# Intro and setup

This notebook demonstrates the use of word2vec in Python using the  [gensim libraries](https://github.com/RaRe-Technologies/gensim).  Information is available on the [gensim website](https://radimrehurek.com/gensim/index.html) along with tutorials and the [API](https://radimrehurek.com/gensim/apiref.html). 

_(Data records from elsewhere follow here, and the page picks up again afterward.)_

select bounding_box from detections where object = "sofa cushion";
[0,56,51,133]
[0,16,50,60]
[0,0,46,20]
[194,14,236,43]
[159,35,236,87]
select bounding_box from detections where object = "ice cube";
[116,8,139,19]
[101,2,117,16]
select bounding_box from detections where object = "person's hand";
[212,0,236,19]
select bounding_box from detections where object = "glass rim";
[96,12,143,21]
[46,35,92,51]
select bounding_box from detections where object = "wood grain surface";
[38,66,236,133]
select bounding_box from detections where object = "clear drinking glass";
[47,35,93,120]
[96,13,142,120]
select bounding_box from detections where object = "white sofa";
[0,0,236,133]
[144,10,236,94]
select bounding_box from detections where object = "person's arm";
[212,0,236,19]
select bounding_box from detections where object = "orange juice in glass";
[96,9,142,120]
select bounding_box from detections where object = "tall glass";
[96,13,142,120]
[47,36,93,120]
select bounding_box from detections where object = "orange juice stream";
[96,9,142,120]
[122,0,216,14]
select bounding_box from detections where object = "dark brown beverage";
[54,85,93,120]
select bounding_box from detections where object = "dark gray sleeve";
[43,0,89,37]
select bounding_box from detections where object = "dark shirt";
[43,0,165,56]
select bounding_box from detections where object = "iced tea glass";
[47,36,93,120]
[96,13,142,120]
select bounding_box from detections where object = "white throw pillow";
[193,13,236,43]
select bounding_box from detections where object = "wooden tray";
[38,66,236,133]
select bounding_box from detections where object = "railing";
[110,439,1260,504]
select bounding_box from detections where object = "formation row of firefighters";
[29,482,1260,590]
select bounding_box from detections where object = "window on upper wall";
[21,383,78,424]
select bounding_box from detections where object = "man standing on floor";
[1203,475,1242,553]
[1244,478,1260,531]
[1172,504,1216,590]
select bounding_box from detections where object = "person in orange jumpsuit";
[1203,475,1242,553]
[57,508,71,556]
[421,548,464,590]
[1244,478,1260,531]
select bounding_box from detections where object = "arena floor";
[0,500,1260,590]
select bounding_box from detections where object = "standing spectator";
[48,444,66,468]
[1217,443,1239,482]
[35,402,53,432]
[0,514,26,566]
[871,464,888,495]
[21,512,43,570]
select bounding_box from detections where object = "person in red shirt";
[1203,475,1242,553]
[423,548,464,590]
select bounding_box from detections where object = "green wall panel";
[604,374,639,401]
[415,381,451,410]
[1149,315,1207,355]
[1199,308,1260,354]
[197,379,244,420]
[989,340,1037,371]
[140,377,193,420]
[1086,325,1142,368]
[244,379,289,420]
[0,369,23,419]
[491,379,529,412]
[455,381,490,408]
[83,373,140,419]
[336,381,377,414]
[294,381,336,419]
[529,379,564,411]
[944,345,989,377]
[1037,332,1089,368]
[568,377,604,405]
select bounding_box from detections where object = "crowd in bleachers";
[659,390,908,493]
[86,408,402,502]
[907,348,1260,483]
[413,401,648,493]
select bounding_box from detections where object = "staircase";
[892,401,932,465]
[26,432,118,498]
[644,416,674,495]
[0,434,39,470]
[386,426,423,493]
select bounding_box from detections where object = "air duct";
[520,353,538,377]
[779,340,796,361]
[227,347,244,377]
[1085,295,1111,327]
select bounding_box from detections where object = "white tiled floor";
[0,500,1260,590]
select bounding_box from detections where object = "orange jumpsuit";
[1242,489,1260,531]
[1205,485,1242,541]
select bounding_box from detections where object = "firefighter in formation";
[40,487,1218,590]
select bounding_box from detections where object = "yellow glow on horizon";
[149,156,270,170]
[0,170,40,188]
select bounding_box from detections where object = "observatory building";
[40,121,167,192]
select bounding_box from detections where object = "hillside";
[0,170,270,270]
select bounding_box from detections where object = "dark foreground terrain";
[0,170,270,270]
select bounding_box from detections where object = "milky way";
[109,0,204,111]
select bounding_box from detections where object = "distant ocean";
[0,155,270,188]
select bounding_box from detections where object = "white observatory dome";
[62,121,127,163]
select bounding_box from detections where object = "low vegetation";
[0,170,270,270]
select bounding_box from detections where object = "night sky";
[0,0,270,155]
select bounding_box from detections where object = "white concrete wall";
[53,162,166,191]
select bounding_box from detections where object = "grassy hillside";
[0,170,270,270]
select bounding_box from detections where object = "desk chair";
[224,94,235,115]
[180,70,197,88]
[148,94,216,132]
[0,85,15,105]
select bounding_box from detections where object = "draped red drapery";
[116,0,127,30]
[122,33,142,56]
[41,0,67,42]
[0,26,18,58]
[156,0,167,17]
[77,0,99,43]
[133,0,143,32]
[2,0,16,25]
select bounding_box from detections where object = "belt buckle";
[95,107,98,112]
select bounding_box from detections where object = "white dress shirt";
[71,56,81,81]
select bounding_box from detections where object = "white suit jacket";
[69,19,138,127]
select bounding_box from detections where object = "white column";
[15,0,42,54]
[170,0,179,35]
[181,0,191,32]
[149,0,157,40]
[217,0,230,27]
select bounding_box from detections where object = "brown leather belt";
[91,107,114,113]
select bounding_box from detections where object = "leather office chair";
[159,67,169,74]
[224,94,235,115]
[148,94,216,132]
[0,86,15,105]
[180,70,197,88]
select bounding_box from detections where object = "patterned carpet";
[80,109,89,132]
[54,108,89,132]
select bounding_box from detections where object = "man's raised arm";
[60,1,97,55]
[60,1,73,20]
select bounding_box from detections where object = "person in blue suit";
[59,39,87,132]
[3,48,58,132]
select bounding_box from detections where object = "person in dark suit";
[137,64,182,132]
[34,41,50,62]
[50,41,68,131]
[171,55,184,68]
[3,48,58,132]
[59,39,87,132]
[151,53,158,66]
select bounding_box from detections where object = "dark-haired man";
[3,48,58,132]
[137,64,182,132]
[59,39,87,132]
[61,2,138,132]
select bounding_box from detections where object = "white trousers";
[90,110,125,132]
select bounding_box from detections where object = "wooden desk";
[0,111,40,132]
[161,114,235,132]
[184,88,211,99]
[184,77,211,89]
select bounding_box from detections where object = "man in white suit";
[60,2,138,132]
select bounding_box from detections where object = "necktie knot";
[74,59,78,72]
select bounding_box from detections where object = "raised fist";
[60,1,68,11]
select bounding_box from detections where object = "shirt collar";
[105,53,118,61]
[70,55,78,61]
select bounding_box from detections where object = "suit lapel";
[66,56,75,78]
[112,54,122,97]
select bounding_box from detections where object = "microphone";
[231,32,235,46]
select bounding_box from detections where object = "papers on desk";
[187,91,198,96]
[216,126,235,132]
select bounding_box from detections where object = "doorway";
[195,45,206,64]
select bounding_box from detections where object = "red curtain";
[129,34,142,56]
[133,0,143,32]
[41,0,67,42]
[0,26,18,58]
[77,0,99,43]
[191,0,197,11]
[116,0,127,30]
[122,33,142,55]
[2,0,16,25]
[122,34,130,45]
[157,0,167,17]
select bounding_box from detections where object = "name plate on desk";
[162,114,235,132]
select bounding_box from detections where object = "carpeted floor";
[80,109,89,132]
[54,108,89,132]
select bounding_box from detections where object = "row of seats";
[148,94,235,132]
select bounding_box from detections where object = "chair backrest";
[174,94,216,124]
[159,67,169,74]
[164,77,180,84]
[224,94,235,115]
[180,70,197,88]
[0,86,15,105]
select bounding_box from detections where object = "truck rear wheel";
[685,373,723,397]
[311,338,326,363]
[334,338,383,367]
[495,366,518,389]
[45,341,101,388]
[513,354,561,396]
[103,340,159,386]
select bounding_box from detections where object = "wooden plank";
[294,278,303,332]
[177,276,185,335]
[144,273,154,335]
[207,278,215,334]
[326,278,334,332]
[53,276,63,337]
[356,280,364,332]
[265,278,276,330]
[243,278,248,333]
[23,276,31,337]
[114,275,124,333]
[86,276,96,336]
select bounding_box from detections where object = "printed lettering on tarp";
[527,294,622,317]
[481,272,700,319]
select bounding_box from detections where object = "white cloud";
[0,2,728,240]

You can install them to your local machine using the command:
```
pip install --upgrade gensim
```
Of course if you are using a jupyter notebook, that doesn't mean it is installed in the correct place.  Make sure the `sys.path` command yields a location that matches the location of where the `pip install` occured.  Because the `sys.path` includes the current working directory, I use a `-t` flag to place the libraries in a location I can make the current working directory.  You could also theroretically append to `sys.path`

## Background

Word2Vec was first presented in the paper: Mikolov, T., Chen, K., Corrado, G., & Dean, J. (2013). *Efficient estimation of word representations in vector space*. arXiv preprint arXiv:1301.3781.  Extensions were presented in the paper: Mikolov, T., Sutskever, I., Chen, K., Corrado, G. S., & Dean, J. (2013). *Distributed representations of words and phrases and their compositionality*. In Advances in neural information processing systems (pp. 3111-3119).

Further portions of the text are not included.